Question: Diabetes is a major health burden worldwide, leading to diabetic cardiomyopathy (DiabCM). One major hallmark of DiabCM is an impaired calcium handling promoting ventricular arrhythmias. This is partly caused by spontaneous calcium releases from the sarcoplasmatic reticulum via ryanodine receptors due to increased phosphorylation by cAMP-dependent kinases. Phosphodiesterases (PDEs) are hydrolyzing enzymes that degrade cAMP. The subtype PDE2 has the unique property to be stimulated by cGMP, thereby shutting down cAMP levels.
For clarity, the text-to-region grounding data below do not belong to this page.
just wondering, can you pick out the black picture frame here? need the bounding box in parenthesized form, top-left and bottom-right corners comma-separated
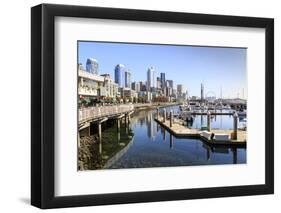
(31, 3, 274, 209)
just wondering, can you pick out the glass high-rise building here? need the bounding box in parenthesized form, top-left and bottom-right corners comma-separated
(147, 67, 156, 92)
(86, 58, 99, 74)
(115, 64, 125, 88)
(160, 73, 166, 89)
(125, 70, 132, 88)
(201, 83, 204, 101)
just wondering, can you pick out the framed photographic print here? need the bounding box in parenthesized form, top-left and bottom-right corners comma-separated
(31, 3, 274, 209)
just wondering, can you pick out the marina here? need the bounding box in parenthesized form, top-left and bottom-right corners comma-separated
(78, 104, 247, 169)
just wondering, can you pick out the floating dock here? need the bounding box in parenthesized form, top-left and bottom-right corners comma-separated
(154, 117, 246, 147)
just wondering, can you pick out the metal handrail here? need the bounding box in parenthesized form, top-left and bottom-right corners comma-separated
(79, 104, 134, 122)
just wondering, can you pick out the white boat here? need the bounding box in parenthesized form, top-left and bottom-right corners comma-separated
(238, 118, 247, 130)
(237, 110, 247, 117)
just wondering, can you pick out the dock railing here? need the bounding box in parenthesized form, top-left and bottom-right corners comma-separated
(79, 104, 134, 123)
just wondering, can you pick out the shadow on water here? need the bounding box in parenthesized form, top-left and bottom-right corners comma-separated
(79, 105, 246, 170)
Accordingly, cGMP signaling downstream of natriuretic peptide receptors has been shown to be beneficial in several heart diseases. Here, we address the impact of CNP/cGMP-mediated PDE2 activation on arrhythmogenic events in cardiomyocytes from mice with DiabCM.
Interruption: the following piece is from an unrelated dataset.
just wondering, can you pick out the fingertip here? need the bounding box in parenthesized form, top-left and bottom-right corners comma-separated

Methods: Mice with heart-specific PDE2 knockout (PDE2 KO) or PDE2 overexpression (PDE2 OE) were injected with 50 mg/kg streptozotocin (STZ) on 5 consecutive days to induce DiabCM. Echocardiography was performed before and 4 weeks after the STZ treatment. At this time point, primary ventricular cardiomyocytes (CM) of PDE2 KO mice were isolated to measure Ca²⁺ sparks (CaSp) and investigate protein expressions by Western Blot. Diabetic hearts from PDE2 OE mice were subjected to ischaemia/reperfusion injuries (I/R) ex-vivo on a Langendorff perfusion system and the number of arrhythmic events occurring during reperfusion was analysed.
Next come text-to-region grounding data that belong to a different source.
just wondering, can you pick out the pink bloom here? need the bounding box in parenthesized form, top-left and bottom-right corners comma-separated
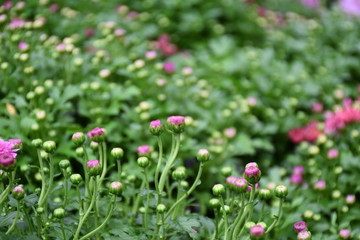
(314, 180, 326, 190)
(56, 43, 66, 52)
(288, 128, 305, 144)
(182, 67, 193, 76)
(167, 116, 185, 126)
(290, 174, 303, 185)
(155, 34, 178, 56)
(0, 139, 19, 167)
(293, 165, 304, 175)
(226, 176, 237, 186)
(303, 122, 321, 142)
(301, 0, 320, 8)
(224, 128, 236, 138)
(311, 102, 323, 113)
(18, 41, 29, 51)
(327, 149, 339, 159)
(127, 11, 138, 20)
(150, 120, 162, 128)
(339, 229, 351, 239)
(110, 181, 122, 189)
(86, 160, 100, 168)
(49, 4, 59, 12)
(8, 18, 26, 29)
(114, 28, 126, 37)
(247, 97, 257, 107)
(257, 7, 267, 17)
(13, 185, 24, 193)
(234, 177, 247, 189)
(294, 221, 307, 233)
(163, 62, 175, 74)
(8, 139, 22, 149)
(87, 127, 106, 141)
(249, 225, 265, 237)
(137, 145, 150, 156)
(346, 194, 356, 204)
(340, 0, 360, 16)
(3, 1, 12, 9)
(145, 51, 157, 60)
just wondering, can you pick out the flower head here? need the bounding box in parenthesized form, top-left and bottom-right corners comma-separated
(137, 145, 150, 156)
(340, 0, 360, 16)
(149, 120, 163, 136)
(327, 149, 339, 159)
(8, 139, 22, 149)
(294, 221, 307, 233)
(314, 180, 326, 191)
(163, 61, 175, 74)
(86, 160, 101, 176)
(87, 127, 106, 142)
(339, 229, 351, 239)
(297, 230, 311, 240)
(109, 181, 123, 195)
(244, 166, 261, 184)
(167, 116, 185, 133)
(249, 225, 265, 239)
(0, 139, 19, 171)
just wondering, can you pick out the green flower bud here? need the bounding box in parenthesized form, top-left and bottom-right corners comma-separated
(221, 166, 232, 177)
(111, 147, 124, 159)
(59, 159, 70, 169)
(259, 189, 271, 200)
(43, 141, 56, 153)
(32, 138, 43, 148)
(40, 150, 48, 160)
(139, 207, 146, 214)
(90, 141, 99, 150)
(212, 184, 225, 197)
(172, 166, 186, 181)
(70, 174, 83, 185)
(127, 174, 136, 182)
(245, 221, 256, 230)
(275, 185, 288, 198)
(109, 181, 123, 196)
(137, 157, 149, 168)
(53, 208, 65, 219)
(156, 204, 167, 213)
(36, 207, 44, 214)
(209, 198, 221, 209)
(197, 149, 210, 163)
(180, 180, 189, 188)
(86, 160, 102, 176)
(257, 222, 267, 229)
(75, 147, 84, 157)
(221, 205, 230, 214)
Results: After STZ treatment, the mice developed hyperglycemia (blood glucose levels >350 mg/dl).  Echocardiography revealed a reduced cardiac function with significantly lower ejection fraction (EF) and fractional area shortening (FAS) in diabetic PDE2 KO mice compared to diabetic wildtype (WT) mice. Isolated CM of the diabetic hearts showed significant changes in expression and phosphorylation levels of proteins within the β-adrenergic signaling cascade compatible with a pro-arrhythmogenic profile, e.g. higher CaMKII phosphorylation. Interestingly, CaMKII phosphorylation tended to be even higher in diabetic PDE2 KO mice. Moreover, stimulation with catecholamines resulted in a significantly higher number of arrhythmogenic CaSp in DiabCM. Importantly, the simultaneous application of CNP clearly anatgonized the catecholmine-induced increase of CaSp frequency. Of note, genetic deletion of PDE2 or specific PDE2 inhibition with BAY 60-7550 prevented the CNP effect. Quantifying arrhythmia on organ level, isolated diabetic WT hearts showed a slightly higher number of arrhythmic events after I/R compared to non-treated control WT mice. Remarkably, diabetic hearts from PDE2 OE mice were protected from arrhythmia development, showing a significantly lower number of arrhythmias compared to STZ-treated WT mice.

Conclusion: CNP-mediated PDE2 stimulation reduces intracellular pro-arrhythmic triggers and might therefore represent a novel antiarrhythmic strategy in DiabCM. Our data indicate that upregulated PDE2 might protect the diabetic heart from arrhythmic events. Thus, PDE2 activation might represent a novel therapeutic strategy to treat DiabCM induced arrhythmogenesis.